Estamos hartos de decir que Pedro Sánchez es campeón en el arte de mentir, pero quizá nos equivoquemos y lo que ocurre es que se deja atrapar por la inconmensurable capacidad de seducción de Iglesias y acepta todo lo que le susurra. Porque no es verosímil la otra posibilidad: que Iglesias lo tenga sometido a chantaje. Si así fuera, seguro que Sánchez encontraría la manera de deshacerse de Podemos y buscar otros socios de gobierno. Ya tiene a Cs y, sin Podemos dentro, Pablo Casado daría un paso adelante para ayudar a Sánchez a que tomara medidas que los españoles necesitan como el comer.

El primer trámite de los Presupuestos, rechazar las enmiendas a la totalidad, ya se ha producido, con la ayuda de Bildu. Un espanto para infinidad de españoles que conocen muy bien qué es Bildu y cuántas sus fechorías y delitos. Para justificar que Bildu haya sido invitado a formar parte de la "dirección del Estado", como ha dicho Iglesias -que es quien ha llevado las negociaciones con ese partido infame- las terminales mediáticas de Moncloa se han puesto a funcionar: ha habido que recurrir a Bildu porque es vital salvar los Presupuestos para superar la pandemia actual y la crisis económica. Mentira. Ciudadanos cuenta con más votos que Bildu y mantiene la mano abierta a algún tipo de acuerdo. Segundo: Bildu dejó atrás el terrorismo para integrarse a la sociedad. Mentira. No dejó atrás el terrorismo, sino que fue obligado a ello ante el acoso de los Cuerpos y Fuerzas de Seguridad del Estado.

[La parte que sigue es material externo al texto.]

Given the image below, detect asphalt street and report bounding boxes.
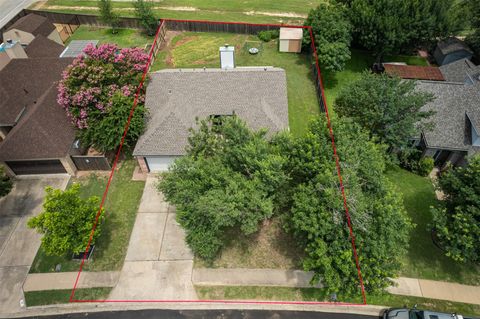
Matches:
[17,309,378,319]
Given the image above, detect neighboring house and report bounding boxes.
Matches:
[0,57,76,175]
[433,37,473,66]
[3,13,63,46]
[133,67,288,172]
[416,59,480,167]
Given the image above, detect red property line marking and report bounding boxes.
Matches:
[70,19,367,306]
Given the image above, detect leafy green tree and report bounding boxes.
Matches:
[432,155,480,262]
[286,119,412,295]
[159,116,286,260]
[340,0,454,62]
[303,2,352,71]
[28,184,104,256]
[335,72,433,154]
[98,0,120,34]
[0,166,13,197]
[133,0,158,35]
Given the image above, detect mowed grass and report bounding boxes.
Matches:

Iglesias guarda en la manga una serie de iniciativas que va a intentar que sean aprobadas por el Gobierno y, tal como está Sánchez de entregado a la causa podemita, es probable que lo consiga.

La única esperanza de que la cosa cambie es que, después de aprobar los Presupuestos, Sánchez se vea afectado por un ataque de responsabilidad y cambie el rumbo con el apoyo de partidos a los que sí importa España. Ahí encontrará a Ciudadanos, pero puede que incluso al PP, al que no ha querido ni escuchar durante estos años para justificar así que se echaba en manos de Iglesias, dando a entender que con Casado era imposible dialogar. Que lo intente, a ver qué pasa. Porque con Podemos, los independentistas y Bildu de socios, ningún partido serio le va a tender la mano. Sin Podemos, Sánchez encontraría socios para gobernar con sentido de Estado.